I have always had a problem connecting and staying connected to the internet while using a wireless router. I have cable through Comcast and their technician set everything up and said that there was a strong enough signal for the computer using the wireless router. Every time I try to connect to the internet I almost always have to repair the connection first. The signal always says that there is low connectivity but the technician told me that there is still enough of a signal for that not to be a problem. There are also a lot of times when the internet runs really slow because of the low connection. 

The primary computer that plugs into the wireless router and connects straight to the cable never has any connection issues.
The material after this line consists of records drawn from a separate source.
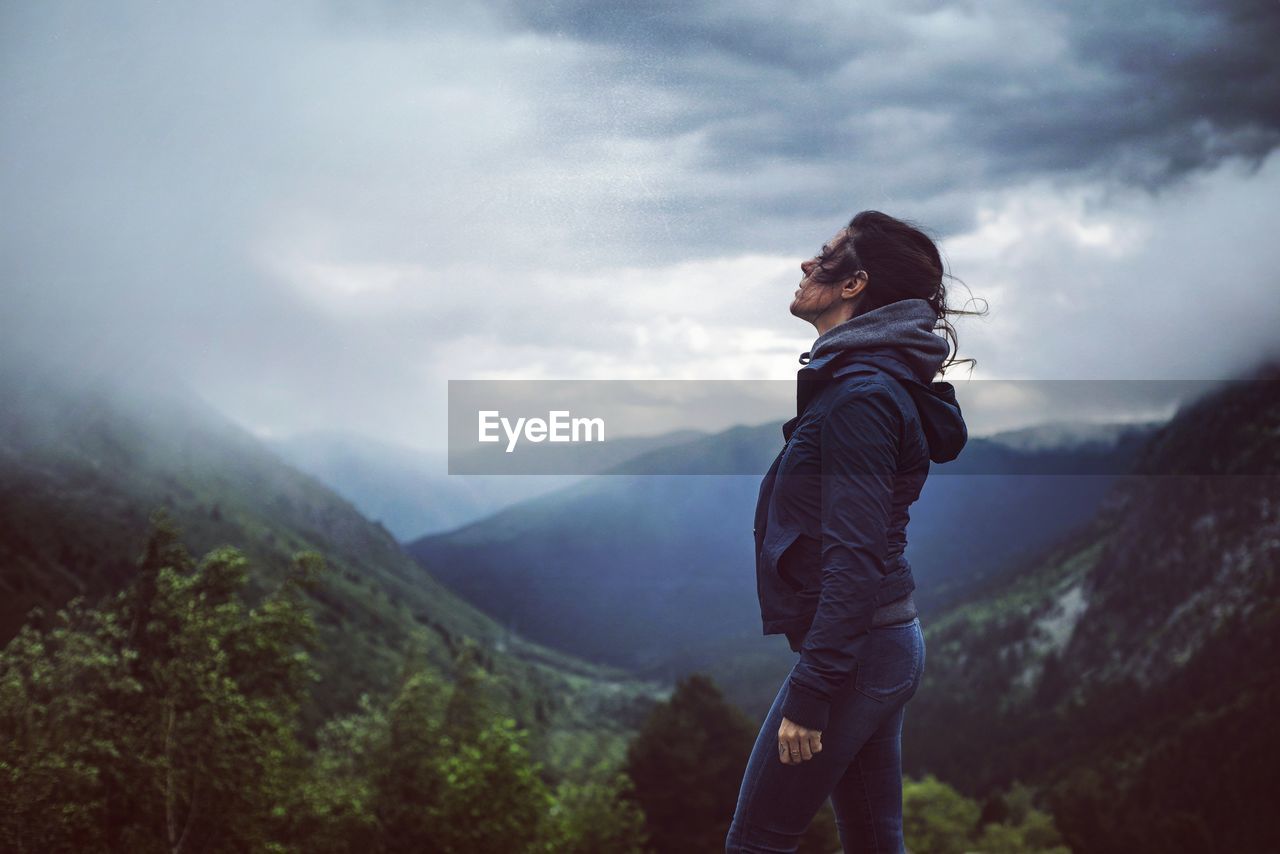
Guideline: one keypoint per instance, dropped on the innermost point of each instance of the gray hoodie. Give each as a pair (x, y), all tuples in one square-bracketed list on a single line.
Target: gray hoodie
[(900, 339)]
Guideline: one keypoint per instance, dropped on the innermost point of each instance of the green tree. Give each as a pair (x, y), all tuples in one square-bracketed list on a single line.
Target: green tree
[(163, 721), (937, 818), (686, 765)]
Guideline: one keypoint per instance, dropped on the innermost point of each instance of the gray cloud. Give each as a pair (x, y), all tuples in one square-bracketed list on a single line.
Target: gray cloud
[(319, 211)]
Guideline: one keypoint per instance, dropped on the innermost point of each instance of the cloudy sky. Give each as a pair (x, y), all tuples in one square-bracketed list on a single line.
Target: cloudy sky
[(320, 213)]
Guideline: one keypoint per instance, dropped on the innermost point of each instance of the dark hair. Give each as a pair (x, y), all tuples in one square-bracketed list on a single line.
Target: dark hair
[(901, 263)]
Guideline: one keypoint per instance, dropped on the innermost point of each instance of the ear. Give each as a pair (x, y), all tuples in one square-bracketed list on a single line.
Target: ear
[(854, 284)]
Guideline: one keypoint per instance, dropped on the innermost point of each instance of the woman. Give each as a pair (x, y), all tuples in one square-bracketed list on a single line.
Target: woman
[(831, 533)]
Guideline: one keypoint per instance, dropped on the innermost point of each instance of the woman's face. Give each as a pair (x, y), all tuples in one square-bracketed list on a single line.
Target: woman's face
[(816, 298)]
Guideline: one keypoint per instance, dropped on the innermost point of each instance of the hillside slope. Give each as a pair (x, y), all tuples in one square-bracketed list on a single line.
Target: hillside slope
[(1128, 670), (83, 460), (654, 571)]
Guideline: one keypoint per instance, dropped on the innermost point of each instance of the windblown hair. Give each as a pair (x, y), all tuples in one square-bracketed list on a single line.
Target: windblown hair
[(901, 263)]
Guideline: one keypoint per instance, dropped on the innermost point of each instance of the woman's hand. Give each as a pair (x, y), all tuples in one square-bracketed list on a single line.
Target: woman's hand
[(796, 743)]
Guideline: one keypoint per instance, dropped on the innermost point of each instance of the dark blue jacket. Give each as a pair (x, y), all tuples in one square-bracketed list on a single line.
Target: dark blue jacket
[(832, 511)]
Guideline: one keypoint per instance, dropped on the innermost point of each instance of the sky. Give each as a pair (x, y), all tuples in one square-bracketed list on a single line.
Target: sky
[(318, 214)]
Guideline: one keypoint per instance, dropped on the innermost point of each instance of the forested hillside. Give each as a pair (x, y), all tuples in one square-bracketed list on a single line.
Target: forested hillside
[(1128, 671)]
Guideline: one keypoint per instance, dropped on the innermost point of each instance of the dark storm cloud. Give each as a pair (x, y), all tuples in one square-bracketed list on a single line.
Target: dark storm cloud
[(1137, 92)]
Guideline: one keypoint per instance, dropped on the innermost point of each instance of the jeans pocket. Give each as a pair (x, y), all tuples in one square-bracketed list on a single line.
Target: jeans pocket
[(894, 662)]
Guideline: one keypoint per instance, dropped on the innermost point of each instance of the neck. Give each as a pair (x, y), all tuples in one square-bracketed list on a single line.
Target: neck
[(831, 319)]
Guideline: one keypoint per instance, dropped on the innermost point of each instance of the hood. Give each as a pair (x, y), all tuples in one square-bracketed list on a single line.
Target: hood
[(899, 338)]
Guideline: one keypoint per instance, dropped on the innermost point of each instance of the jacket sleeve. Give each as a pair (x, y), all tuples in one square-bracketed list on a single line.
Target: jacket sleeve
[(859, 457)]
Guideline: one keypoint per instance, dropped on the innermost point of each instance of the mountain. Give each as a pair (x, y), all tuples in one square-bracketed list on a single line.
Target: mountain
[(654, 571), (411, 492), (1128, 671), (408, 491), (83, 460)]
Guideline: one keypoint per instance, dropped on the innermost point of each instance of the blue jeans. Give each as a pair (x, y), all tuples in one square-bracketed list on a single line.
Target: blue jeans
[(859, 767)]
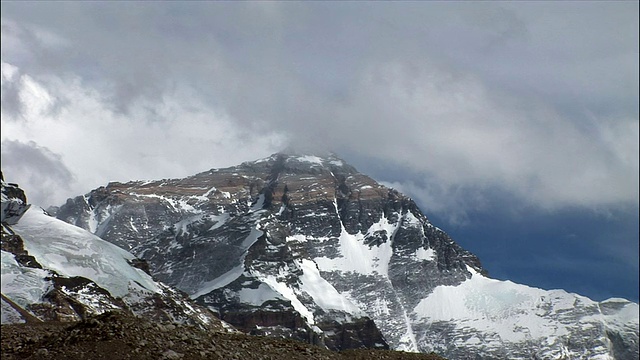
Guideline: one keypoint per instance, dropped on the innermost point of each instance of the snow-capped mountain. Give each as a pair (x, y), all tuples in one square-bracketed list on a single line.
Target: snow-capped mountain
[(52, 270), (305, 246)]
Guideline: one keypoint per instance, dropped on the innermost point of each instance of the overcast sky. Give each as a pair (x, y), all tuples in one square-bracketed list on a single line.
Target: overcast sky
[(514, 125)]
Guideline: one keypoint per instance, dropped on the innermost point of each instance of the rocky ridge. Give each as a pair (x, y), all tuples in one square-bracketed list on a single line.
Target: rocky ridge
[(305, 247), (52, 271), (116, 336)]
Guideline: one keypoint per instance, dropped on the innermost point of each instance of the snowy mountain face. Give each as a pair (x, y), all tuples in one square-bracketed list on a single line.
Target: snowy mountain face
[(306, 247), (55, 271)]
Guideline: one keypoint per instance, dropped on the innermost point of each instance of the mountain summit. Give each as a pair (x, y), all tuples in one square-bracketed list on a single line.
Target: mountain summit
[(305, 246)]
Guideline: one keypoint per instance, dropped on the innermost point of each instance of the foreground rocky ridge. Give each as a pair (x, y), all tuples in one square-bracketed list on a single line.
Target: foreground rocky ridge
[(116, 336), (305, 247)]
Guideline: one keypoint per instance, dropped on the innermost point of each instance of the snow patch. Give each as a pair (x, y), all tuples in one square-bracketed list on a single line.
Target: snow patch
[(72, 251)]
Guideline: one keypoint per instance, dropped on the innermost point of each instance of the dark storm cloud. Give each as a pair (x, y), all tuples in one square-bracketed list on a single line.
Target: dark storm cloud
[(443, 88), (40, 172)]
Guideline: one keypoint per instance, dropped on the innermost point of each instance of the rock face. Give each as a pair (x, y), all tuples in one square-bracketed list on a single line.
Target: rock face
[(306, 247), (55, 271)]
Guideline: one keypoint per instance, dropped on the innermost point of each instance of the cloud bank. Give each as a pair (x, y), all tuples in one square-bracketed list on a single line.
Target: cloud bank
[(538, 100)]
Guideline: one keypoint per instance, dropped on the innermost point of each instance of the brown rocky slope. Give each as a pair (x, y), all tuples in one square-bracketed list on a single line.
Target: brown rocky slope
[(117, 335)]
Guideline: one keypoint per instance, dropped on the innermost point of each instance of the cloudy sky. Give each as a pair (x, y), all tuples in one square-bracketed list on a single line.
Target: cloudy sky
[(514, 125)]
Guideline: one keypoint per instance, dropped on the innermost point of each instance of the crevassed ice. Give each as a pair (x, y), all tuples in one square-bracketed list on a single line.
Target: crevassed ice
[(72, 251)]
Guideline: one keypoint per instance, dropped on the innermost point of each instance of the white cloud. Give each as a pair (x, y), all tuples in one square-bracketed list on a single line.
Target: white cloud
[(175, 138)]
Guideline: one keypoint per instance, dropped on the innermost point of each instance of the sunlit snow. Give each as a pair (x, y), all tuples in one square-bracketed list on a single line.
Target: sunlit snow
[(72, 251)]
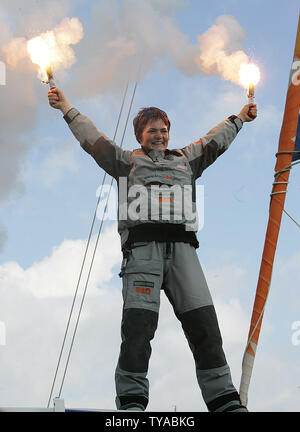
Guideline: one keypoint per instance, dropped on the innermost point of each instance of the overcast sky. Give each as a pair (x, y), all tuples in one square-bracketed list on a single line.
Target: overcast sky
[(48, 187)]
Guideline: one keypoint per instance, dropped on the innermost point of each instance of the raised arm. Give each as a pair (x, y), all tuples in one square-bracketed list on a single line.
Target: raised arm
[(204, 152), (108, 156)]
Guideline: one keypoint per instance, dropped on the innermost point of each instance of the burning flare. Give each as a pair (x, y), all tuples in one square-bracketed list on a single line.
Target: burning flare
[(52, 48), (249, 77)]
It is located approximately 30 feet away from the 2nd computer and is inside a different structure (a poolhouse converted into a room). When I have contacted Comcast in the past they just have me unplug the router and plug it back, then disconnect the connection and reconnect by putting in the web key. 

Simply repairing the connection usually works and allows me to get online but I still have the problem of being dropped. When repairing the connection doesn't work, disconnecting and reconnecting while entering the web key usually works but sometimes it doesn't. When that doesn't work I give up because I don't know anything else to do. 
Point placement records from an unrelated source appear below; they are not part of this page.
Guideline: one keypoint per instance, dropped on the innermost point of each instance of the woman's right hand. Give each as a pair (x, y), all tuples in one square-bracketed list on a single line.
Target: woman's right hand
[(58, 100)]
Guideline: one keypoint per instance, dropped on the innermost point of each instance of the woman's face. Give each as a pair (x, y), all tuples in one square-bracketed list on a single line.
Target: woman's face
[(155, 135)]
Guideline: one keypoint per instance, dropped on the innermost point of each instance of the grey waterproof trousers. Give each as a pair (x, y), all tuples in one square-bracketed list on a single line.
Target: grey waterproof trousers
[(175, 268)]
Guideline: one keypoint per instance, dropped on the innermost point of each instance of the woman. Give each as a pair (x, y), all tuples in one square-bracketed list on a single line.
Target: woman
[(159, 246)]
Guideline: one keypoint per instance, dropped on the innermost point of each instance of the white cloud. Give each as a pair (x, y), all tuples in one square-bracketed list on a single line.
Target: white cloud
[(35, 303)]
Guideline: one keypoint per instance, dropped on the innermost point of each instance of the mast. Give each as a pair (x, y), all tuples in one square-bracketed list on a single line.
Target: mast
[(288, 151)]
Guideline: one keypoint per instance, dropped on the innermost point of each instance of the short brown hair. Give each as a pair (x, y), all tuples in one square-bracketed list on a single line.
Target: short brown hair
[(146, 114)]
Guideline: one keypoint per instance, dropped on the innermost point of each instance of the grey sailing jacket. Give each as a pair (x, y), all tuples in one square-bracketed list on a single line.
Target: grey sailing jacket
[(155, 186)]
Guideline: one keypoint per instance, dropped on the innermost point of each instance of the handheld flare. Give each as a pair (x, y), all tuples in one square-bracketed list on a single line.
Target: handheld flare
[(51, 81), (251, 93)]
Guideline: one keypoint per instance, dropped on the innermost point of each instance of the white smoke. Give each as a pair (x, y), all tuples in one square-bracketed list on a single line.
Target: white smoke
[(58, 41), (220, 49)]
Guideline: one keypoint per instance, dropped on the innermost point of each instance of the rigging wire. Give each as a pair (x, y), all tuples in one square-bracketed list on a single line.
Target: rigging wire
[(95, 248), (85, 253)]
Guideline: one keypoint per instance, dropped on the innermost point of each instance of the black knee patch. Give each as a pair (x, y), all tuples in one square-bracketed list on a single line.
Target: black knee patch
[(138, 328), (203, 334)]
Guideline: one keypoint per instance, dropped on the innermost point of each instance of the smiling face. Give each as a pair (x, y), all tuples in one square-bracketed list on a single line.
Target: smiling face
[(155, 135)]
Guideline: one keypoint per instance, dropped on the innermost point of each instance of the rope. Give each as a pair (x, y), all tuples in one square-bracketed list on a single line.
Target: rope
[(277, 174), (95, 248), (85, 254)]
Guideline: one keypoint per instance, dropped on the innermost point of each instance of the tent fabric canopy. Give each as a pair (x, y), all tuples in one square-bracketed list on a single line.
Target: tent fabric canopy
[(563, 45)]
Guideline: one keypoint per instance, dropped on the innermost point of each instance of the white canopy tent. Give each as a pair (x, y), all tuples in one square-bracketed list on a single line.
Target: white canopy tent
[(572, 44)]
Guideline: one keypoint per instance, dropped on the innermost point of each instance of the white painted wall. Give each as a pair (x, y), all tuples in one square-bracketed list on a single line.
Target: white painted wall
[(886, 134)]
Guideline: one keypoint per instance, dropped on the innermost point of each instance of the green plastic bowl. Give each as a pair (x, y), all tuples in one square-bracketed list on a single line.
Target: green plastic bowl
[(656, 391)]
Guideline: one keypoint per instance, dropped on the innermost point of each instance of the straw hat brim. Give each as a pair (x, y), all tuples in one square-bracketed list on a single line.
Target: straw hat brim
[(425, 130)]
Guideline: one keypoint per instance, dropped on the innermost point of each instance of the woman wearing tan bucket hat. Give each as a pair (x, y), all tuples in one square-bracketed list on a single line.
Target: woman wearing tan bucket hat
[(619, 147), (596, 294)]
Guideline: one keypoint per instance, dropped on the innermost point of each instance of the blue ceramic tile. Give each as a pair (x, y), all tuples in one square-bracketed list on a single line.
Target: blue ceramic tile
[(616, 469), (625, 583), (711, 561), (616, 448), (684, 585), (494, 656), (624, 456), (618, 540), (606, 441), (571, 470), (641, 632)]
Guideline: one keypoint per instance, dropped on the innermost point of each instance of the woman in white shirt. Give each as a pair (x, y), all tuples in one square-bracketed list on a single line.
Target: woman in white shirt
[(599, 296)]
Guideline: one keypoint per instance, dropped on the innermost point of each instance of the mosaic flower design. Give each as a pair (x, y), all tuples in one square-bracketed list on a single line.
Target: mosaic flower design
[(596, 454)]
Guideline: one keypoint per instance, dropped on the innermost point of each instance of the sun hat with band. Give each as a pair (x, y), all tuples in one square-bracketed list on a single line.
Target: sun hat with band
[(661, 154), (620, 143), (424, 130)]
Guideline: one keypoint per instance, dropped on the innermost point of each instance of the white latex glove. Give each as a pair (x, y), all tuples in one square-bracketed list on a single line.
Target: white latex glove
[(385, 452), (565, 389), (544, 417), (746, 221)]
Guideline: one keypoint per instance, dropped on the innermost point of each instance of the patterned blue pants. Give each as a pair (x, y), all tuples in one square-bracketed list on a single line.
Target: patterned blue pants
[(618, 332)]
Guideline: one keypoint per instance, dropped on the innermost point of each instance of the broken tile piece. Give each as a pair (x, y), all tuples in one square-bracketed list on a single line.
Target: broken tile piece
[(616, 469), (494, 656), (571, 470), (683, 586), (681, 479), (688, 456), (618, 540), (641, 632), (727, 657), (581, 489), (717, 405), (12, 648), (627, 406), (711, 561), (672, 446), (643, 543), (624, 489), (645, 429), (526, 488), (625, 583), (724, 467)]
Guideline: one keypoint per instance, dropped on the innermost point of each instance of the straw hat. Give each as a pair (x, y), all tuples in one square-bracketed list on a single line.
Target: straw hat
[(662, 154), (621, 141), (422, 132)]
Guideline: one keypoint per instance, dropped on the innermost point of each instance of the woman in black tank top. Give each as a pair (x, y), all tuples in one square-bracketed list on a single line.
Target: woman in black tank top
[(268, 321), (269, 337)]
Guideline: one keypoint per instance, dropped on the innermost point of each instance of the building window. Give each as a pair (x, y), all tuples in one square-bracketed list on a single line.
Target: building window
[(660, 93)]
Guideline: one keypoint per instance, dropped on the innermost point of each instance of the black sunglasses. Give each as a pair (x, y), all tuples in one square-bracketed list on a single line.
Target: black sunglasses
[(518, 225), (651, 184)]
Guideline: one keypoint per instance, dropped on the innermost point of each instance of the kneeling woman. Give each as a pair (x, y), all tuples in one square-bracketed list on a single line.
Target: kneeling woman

If someone can tell me how to fix these problems I would be very appreciative. Simply repairing the connection before I connect to the internet isn't all that bad and I would be happy if that was the only problem, but always getting dropped, internet running slow, and not being able to connect at all is just too much. 

Thanks

Info:

- cable internet connection through Comcast
- Netgear CG814WG v2 wireless router
- Both computers are Dell PC's using Windows XP


----------



## scottsee (Feb 28, 2007)

Sounds like interference. 

What channel are you on?
How many other wifi networks are visible by your computer?
What power signal are they and what channels are they on?


----------



## stevied707 (Mar 18, 2007)

Thanks for the reply...I am kind of computer illiterate so I don't know what channel or power signal they are on or how to find out. I think my account has 2 different networks and those are usually the only 2 that show up after it says it is looking for available networks. Sometimes there is one from the across the street that shows up.
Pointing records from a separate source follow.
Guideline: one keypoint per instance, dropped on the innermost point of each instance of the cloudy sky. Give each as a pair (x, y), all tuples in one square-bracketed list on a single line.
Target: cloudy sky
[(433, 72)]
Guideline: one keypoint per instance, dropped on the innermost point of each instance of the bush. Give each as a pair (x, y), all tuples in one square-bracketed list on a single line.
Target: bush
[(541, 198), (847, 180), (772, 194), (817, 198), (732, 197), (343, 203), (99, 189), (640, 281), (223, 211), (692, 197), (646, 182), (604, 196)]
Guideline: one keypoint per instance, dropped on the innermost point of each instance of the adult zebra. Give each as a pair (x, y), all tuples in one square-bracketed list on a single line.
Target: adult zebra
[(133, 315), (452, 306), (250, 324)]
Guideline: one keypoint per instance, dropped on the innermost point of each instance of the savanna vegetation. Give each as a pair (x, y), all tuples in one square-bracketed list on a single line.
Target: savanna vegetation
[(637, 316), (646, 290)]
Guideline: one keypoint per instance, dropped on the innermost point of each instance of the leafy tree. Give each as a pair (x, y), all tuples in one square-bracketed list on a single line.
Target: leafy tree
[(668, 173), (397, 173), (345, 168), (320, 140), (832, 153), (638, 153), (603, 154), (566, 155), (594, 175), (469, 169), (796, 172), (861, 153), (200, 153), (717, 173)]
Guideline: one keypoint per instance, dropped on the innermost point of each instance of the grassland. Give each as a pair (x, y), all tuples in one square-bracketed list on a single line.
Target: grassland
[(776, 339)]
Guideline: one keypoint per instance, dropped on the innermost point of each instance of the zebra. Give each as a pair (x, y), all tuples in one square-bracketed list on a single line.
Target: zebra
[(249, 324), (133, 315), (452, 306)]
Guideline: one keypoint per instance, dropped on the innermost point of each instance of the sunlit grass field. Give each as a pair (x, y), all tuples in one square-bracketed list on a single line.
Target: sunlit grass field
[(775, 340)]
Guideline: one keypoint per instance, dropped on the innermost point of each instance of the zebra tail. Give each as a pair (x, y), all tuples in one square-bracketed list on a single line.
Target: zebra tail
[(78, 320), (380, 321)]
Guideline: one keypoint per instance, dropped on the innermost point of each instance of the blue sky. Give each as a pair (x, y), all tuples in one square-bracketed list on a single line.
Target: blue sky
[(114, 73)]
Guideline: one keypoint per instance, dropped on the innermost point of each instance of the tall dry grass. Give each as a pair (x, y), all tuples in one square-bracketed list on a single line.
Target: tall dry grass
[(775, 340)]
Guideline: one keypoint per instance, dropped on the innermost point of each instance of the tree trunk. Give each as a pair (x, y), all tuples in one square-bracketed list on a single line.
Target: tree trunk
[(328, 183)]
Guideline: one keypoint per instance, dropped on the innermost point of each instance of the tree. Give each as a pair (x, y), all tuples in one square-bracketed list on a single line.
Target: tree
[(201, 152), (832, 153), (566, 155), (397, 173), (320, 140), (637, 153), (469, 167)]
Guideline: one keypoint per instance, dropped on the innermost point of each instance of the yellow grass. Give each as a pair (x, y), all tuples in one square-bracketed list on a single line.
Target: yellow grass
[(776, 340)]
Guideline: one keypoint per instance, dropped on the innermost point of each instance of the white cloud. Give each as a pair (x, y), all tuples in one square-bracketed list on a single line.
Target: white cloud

I do know that the last time I called Comcast they had me change the channel to one that was lower....maybe it was channel 64 but I could be wrong. I don't remember what steps to take to get there though.


----------



## johnwill (Sep 26, 2002)

Download and run this Xirrus Wi-Fi Inspector, paste a screen shot of the *Network* screen here.


To post a screen shot of the active window, hold the _*Alt*_ key and press the *PrtScn* key. Open the Windows PAINT application and _*Paste*_ the screen shot. You can then use PAINT to trim to suit, and save it as a JPG format file. To upload it to the forum, open the full reply window and use the _*Manage Attachments*_ button to upload it here.


----------



## stevied707 (Mar 18, 2007)

On which computer should I do the above mentioned instructions ( question mark key doesn't work). I'm assuming on the computer that is having the problems but I just want to make sure. Thanx.


----------



## johnwill (Sep 26, 2002)

Yes, the computer that you have the issues with, I want to see what it's seeing.


----------